The Hill of Uisneach consists of a set of monuments and earthworks spread over two square kilometres. On and around the hill are the remains of a conjoined ringfort, circular enclosures, barrows, cairns, holy wells and ancient roads. These monuments and relics range in date from the Neolithic, early Bronze Age to the medieval period, indicating human activity spanning some five millennia.
Below are just a few of the monuments that are found on the Hill of Uisneach, that feature as part of our guided tours.
The conjoined ring fort known as The Palace confirms Uisneach’s royal legacy. When first excavated in the 1920s, it was believed to be one of the palaces of the legendary King Tuathal Techtmar from the First Century AD, as well as the O’Neill and Colman clans in the later Medieval era. Excavations revealed an opulent royal dwelling with the remains of several houses, two souterrains being discovered, along with various other features associated with domestic occupation spanning several centuries. An ancient roadway linking Uisneach to the Hill of Tara was discovered. There is another roadway running up to The Palace from the south which is still visible.
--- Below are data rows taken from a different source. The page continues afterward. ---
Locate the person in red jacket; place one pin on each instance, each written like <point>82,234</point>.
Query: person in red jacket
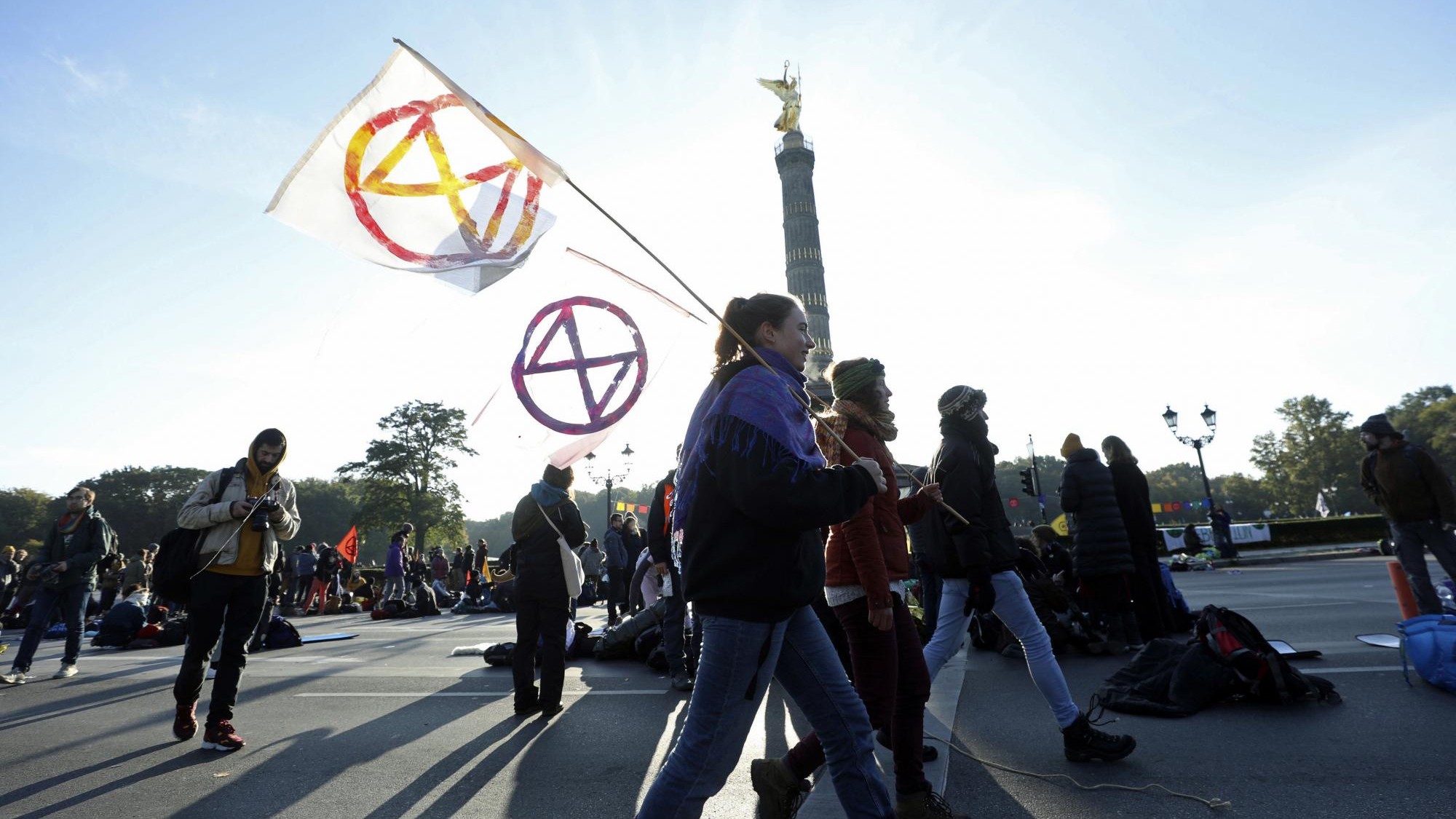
<point>867,563</point>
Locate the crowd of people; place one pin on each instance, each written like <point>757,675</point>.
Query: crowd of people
<point>781,548</point>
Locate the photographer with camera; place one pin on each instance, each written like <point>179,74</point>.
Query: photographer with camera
<point>66,570</point>
<point>237,551</point>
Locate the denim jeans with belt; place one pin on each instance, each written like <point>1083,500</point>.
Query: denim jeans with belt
<point>733,676</point>
<point>74,606</point>
<point>892,679</point>
<point>1013,608</point>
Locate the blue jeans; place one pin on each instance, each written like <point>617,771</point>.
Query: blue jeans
<point>74,606</point>
<point>1014,609</point>
<point>732,684</point>
<point>1412,541</point>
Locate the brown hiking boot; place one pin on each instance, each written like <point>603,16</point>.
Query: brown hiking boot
<point>781,793</point>
<point>924,804</point>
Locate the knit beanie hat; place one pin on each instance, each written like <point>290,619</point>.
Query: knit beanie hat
<point>854,375</point>
<point>1380,426</point>
<point>962,403</point>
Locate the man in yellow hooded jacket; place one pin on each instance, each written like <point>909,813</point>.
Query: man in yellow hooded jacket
<point>254,512</point>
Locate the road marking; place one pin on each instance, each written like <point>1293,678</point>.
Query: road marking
<point>1298,606</point>
<point>1352,669</point>
<point>496,694</point>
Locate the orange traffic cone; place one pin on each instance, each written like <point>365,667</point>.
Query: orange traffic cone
<point>1403,590</point>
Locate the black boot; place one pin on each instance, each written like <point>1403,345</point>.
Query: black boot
<point>1131,633</point>
<point>1085,743</point>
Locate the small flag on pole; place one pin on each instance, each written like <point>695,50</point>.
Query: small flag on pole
<point>349,548</point>
<point>417,175</point>
<point>1321,505</point>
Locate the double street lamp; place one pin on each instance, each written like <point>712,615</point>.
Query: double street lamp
<point>1211,419</point>
<point>609,477</point>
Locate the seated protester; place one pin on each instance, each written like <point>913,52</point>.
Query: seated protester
<point>365,593</point>
<point>1053,554</point>
<point>124,620</point>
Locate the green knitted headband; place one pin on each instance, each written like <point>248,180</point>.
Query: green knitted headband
<point>855,378</point>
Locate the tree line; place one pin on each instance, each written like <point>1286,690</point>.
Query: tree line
<point>405,477</point>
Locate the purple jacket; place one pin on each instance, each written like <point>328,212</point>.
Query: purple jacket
<point>395,560</point>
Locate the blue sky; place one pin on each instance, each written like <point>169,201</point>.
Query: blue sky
<point>1187,203</point>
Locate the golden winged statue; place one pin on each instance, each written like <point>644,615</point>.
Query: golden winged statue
<point>787,90</point>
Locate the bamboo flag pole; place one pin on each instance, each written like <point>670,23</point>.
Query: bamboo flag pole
<point>542,165</point>
<point>745,343</point>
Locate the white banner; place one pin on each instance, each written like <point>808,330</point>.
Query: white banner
<point>573,349</point>
<point>417,175</point>
<point>1241,534</point>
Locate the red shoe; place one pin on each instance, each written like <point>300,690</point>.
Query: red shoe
<point>222,737</point>
<point>186,723</point>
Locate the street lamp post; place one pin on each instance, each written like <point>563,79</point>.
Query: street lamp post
<point>609,477</point>
<point>1211,419</point>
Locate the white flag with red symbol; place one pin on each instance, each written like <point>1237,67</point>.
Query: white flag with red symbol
<point>571,353</point>
<point>417,175</point>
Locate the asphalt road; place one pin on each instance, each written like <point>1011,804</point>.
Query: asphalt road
<point>389,724</point>
<point>1385,751</point>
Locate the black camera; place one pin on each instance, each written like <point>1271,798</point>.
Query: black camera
<point>263,507</point>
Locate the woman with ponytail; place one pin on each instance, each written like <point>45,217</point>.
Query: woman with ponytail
<point>753,491</point>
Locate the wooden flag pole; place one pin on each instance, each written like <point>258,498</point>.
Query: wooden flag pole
<point>745,343</point>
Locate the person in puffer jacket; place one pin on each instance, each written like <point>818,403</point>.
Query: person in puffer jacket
<point>1101,551</point>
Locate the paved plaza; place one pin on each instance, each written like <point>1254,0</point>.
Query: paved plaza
<point>388,724</point>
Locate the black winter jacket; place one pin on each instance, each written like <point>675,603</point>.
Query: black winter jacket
<point>753,548</point>
<point>537,555</point>
<point>659,539</point>
<point>969,484</point>
<point>1090,499</point>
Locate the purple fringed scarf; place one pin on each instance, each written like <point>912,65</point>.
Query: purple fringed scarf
<point>758,397</point>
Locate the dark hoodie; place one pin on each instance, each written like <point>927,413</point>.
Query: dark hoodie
<point>537,554</point>
<point>966,470</point>
<point>81,550</point>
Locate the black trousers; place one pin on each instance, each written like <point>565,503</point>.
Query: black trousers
<point>617,590</point>
<point>675,617</point>
<point>544,620</point>
<point>223,606</point>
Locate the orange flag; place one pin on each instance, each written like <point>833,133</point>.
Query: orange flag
<point>350,545</point>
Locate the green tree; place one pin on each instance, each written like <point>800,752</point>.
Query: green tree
<point>1429,419</point>
<point>404,477</point>
<point>24,516</point>
<point>328,510</point>
<point>1008,481</point>
<point>1243,497</point>
<point>1317,452</point>
<point>142,505</point>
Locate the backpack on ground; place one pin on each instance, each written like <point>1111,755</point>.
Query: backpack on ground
<point>1263,673</point>
<point>175,564</point>
<point>1429,641</point>
<point>500,654</point>
<point>505,596</point>
<point>589,595</point>
<point>282,634</point>
<point>174,631</point>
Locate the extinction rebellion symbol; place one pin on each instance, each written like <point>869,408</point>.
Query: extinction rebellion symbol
<point>477,238</point>
<point>599,411</point>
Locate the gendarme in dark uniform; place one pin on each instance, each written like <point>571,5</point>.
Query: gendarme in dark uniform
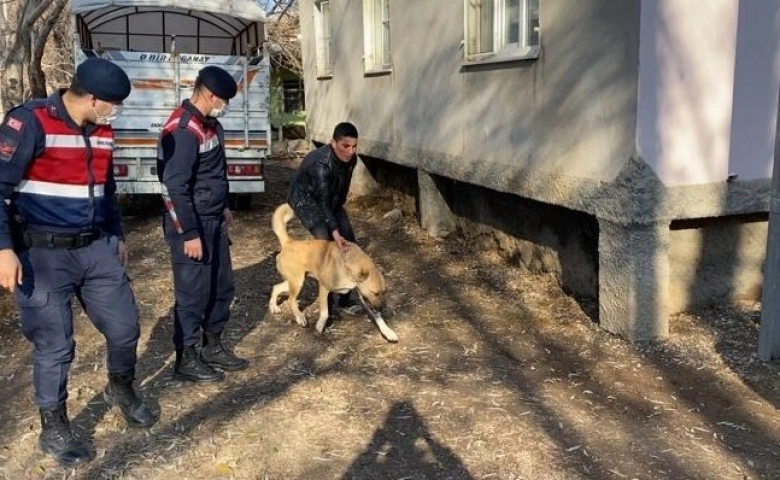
<point>193,170</point>
<point>60,235</point>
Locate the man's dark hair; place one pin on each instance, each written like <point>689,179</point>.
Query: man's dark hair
<point>76,88</point>
<point>344,129</point>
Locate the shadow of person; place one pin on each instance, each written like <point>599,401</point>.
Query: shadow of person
<point>403,447</point>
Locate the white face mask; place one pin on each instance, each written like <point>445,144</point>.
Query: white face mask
<point>218,112</point>
<point>110,118</point>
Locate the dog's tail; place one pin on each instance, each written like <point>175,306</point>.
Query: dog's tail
<point>283,214</point>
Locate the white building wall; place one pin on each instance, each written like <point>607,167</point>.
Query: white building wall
<point>708,89</point>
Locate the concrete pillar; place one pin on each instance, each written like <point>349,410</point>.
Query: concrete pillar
<point>435,215</point>
<point>634,279</point>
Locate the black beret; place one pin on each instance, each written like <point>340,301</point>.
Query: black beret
<point>103,79</point>
<point>218,81</point>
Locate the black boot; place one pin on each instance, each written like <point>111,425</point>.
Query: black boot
<point>216,355</point>
<point>120,393</point>
<point>189,366</point>
<point>57,438</point>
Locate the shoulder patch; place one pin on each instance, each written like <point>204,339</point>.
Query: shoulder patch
<point>7,148</point>
<point>14,123</point>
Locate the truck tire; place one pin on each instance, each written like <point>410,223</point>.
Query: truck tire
<point>241,201</point>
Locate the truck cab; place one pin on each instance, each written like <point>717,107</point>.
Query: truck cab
<point>162,45</point>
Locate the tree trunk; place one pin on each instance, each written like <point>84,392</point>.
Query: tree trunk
<point>36,76</point>
<point>19,54</point>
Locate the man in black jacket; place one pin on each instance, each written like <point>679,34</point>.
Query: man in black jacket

Lough Lugh is a small lake surrounding a central earthwork, located about 300m east of the summit of Uisneach Hill. The lake has been identified as ‘Loch Lugborta’ where, according to early Irish tradition, the god Lugh was drowned by the mythical trio, Mac Cuill, Mac Cecht, and Mac Greine, and subsequently buried in a cairn nearby. A lake was present here at the end of the last ice age, some 12,000 years ago, but began, over the millennia, to develop into a marsh. Sometime in the late prehistoric period, the lake was dug out to restore open water conditions. Its associated mythology and comparison with similar bodies of water at other royal centers suggest that Lough Lugh served a ritual purpose in prehistory.
St Patrick’s Bed
The monument known as ‘St. Patrick’s Bed’ crowns the highest point of the Hill (180m above sea level) and commands extensive, panoramic views over the central plain of Ireland. Although yet to be excavated, it is considered to be the remains of a Neolithic passage tomb with an entrance facing west. Ground surveys have shown that the monument is surrounded by a circular enclosure (25m diameter) which may be the oldest man-made feature on the Hill of Uisneach. The name 'St. Patrick's Bed' may come from its use as a mass rock during penal times.
Stone of the Divisions
On the southwest side of the hill is a large, oddly-shaped limestone rock inside a circular enclosure. It is almost 6 metres (20 ft) tall and thought to weigh over 30 tons. In Irish, it is called the Ail na Míreann ("stone of the divisions"), as it is said to mark the exact centre of Ireland and the meeting point of the ancient provinces. The stone itself is a limestone erratic, deposited here at the end of the last Ice Age. It is surrounded by a pond/ring-barrow (c.25m diameter), a type of monument associated with Bronze/Iron Age burial traditions (c. 2400BC-400AD). According to Irish mythological tradition, it is here that Ériu, the sovereignty goddess of Ireland is laid to rest.
The archaeology, mythology and early history of Uisneach have been the subject of ongoing research by Dr Roseanne Schot (NUI Galway) since 2001. As well as studying the twenty or so archaeological monuments that can still be seen on the hill, she has carried out extensive geophysical surveys which have revealed a wealth of buried archaeological remains that shed important new light on Uisneach’s history and role as a ceremonial centre in prehistory.